Google’s new AI algorithm predicts heart disease by looking at your eyes
Scientists from Google and its health-tech subsidiary Verily have discovered a new way to assess a person’s risk of heart disease using machine learning. By analyzing scans of the back of a patient’s eye, the company’s software is able to accurately deduce data, including an individual’s age, blood pressure, and whether or not they smoke. This can then be used to predict their risk of suffering a major cardiac event — such as a heart attack — with roughly the same accuracy as current leading methods.
The algorithm potentially makes it quicker and easier for doctors to analyze a patient’s cardiovascular risk, as it doesn’t require a blood test. But, the method will need to be tested more thoroughly before it can be used in a clinical setting. A paper describing the work was published today in the Nature journal Biomedical Engineering, although the research was also shared before peer review last September.
Luke Oakden-Rayner, a medical researcher at the University of Adelaide who specializes in machine learning analysis, told The Verge that the work was solid, and shows how AI can help improve existing diagnostic tools. “They’re taking data that’s been captured for one clinical reason and getting more out of it than we currently do,” said Oakden-Rayner. “Rather than replacing doctors, it’s trying to extend what we can actually do.”
To train the algorithm, Google and Verily’s scientists used machine learning to analyze a medical dataset of nearly 300,000 patients. This information included eye scans as well as general medical data. As with all deep learning analysis, neural networks were then used to mine this information for patterns, learning to associate telltale signs in the eye scans with the metrics needed to predict cardiovascular risk (e.g., age and blood pressure).
Although the idea of looking at your eyes to judge the health of your heart sounds unusual, it draws from a body of established research. The rear interior wall of the eye (the fundus) is chock-full of blood vessels that reflect the body’s overall health. By studying their appearance with camera and microscope, doctors can infer things like an individual’s blood pressure, age, and whether or not they smoke, which are all important predictors of cardiovascular health.

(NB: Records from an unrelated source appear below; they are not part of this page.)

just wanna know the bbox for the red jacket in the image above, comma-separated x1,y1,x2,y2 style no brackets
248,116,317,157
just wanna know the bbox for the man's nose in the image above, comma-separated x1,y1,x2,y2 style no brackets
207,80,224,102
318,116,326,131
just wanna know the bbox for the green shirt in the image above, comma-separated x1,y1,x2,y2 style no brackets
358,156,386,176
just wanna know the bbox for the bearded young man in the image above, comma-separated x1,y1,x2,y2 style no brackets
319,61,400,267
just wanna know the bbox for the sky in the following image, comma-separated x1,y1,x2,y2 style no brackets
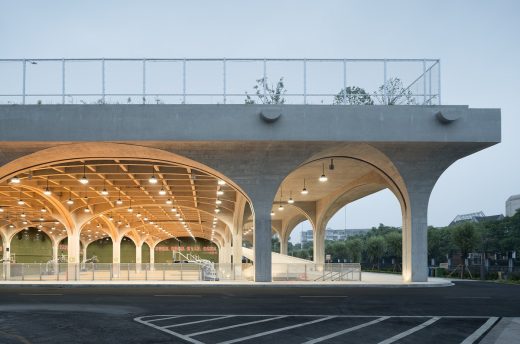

When presented with retinal images of two patients, one of whom suffered a cardiovascular event in the following five years, and one of whom did not, Google’s algorithm was able to tell which was which 70 percent of the time. This is only slightly worse than the commonly used SCORE method of predicting cardiovascular risk, which requires a blood test and makes correct predictions in the same test 72 percent of the time.
Alun Hughes, professor of Cardiovascular Physiology and Pharmacology at London’s UCL, said Google’s approach sounded credible because of the “long history of looking at the retina to predict cardiovascular risk.” He added that artificial intelligence had the potential to speed up existing forms of medical analysis, but cautioned that the algorithm would need to be tested further before it could be trusted.
For Google, the work represents more than just a new method of judging cardiovascular risk. It points the way toward a new AI-powered paradigm for scientific discovery. While most medical algorithms are built to replicate existing diagnostic tools (like identifying skin cancer, for example), this algorithm found new ways to analyze existing medical data. With enough data, it’s hoped that artificial intelligence can then create entirely new medical insight without human direction. It’s presumably part of the reason Google has created initiatives like its Project Baseline study, which is collecting exhaustive medical records of 10,000 individuals over the course of four years.
For now, the idea of an AI doctor churning out new diagnoses without human oversight is a distant prospect — most likely decades, rather than years, in the future. But Google’s research suggests the idea isn’t completely far-fetched.